O Queen beyond the Western Seas!
O Light to us that wander here
Amid the world of woven trees!
Sadly, that loses much in translation too.”
“The women of the Mark compose songs,” said Éowyn. “Our themes might be less lofty than yours, but we make hearty songs to sing in our halls to cheer a winter’s night. We sing of our horses and the plains which they gallop across.”
“We sing of horses too,” said Adiva. “The esteemed Lady Qirat also writes of horses galloping across the desert in the moonlight.”

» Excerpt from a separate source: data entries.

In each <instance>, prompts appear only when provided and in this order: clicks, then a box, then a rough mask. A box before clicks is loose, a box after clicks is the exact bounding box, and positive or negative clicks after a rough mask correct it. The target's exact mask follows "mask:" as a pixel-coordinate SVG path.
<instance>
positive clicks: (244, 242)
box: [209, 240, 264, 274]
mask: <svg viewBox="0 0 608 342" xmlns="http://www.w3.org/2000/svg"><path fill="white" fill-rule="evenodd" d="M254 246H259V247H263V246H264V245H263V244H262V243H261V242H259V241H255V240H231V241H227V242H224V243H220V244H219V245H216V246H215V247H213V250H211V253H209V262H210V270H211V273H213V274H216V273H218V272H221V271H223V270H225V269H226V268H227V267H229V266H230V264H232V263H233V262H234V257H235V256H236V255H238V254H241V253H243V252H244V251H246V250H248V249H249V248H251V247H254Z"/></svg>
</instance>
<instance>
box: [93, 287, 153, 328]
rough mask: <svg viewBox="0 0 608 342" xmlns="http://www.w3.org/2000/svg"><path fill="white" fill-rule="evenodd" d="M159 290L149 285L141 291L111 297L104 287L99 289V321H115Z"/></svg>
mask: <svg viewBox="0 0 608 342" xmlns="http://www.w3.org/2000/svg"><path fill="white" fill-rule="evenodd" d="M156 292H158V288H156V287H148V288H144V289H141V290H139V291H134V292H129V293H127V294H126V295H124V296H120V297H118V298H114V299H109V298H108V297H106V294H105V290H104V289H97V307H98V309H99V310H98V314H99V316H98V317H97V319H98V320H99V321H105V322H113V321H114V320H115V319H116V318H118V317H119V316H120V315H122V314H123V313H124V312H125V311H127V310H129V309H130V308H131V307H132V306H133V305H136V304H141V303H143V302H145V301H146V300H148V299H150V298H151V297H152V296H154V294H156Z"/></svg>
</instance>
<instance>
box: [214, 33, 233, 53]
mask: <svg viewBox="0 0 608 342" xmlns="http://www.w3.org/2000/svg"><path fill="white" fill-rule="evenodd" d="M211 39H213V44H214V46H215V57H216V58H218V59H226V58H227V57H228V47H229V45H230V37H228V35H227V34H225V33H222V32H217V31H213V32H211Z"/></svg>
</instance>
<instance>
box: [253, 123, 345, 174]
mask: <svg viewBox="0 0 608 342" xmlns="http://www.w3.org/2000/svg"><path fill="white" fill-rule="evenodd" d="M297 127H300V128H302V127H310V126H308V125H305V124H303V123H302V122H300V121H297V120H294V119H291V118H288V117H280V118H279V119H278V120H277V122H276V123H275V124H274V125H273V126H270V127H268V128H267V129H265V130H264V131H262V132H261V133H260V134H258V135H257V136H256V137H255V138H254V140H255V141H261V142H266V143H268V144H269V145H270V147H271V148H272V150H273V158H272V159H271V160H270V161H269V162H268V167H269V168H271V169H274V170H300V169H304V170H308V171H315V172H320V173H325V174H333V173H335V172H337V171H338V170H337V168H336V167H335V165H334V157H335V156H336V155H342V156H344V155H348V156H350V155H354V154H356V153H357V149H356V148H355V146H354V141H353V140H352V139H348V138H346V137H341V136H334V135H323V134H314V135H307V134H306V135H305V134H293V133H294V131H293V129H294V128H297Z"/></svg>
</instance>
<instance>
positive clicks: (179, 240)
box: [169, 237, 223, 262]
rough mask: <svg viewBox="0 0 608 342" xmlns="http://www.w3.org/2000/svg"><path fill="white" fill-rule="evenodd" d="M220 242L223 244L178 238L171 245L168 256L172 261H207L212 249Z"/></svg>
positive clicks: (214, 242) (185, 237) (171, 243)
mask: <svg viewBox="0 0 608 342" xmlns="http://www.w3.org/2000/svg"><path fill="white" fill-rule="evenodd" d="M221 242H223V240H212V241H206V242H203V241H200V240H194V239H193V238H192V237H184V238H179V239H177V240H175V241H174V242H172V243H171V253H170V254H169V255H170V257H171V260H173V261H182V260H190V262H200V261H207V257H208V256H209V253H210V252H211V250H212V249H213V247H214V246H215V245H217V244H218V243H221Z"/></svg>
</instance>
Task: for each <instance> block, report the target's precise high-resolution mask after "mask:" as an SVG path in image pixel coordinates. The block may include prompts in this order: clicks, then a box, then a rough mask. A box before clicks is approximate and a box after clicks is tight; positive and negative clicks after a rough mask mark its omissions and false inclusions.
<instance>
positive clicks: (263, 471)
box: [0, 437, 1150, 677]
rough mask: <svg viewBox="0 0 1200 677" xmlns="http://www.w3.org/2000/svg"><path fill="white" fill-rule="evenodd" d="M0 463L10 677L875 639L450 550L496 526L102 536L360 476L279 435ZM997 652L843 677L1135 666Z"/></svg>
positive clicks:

“I should like to hear that poem,” said Éowyn.
“We should celebrate the poetry of all our homelands,” said Arwen. “Estel asked me to think of a new way we could celebrate the spring festival and what could be better than that we share the poems of our different lands? Everyone who wished could take part, including the children. Estel would open the festival then everyone who wished could stand before the White Tree and read a poem. Heralds shall proclaim a contest open to all, men, women, and children, to compose a new poem.”
“We could sing songs too,” said Éowyn.
“An excellent idea, esteemed friends,” said Adiva. “I shall read esteemed Lady Qirat’s “Hooves across the sand. I hope the listeners will be transported to our desert land by the power of Lady Qirat’s words.”
“There is indeed magic in poetry,” said Arwen. “The magic of words to unite us.”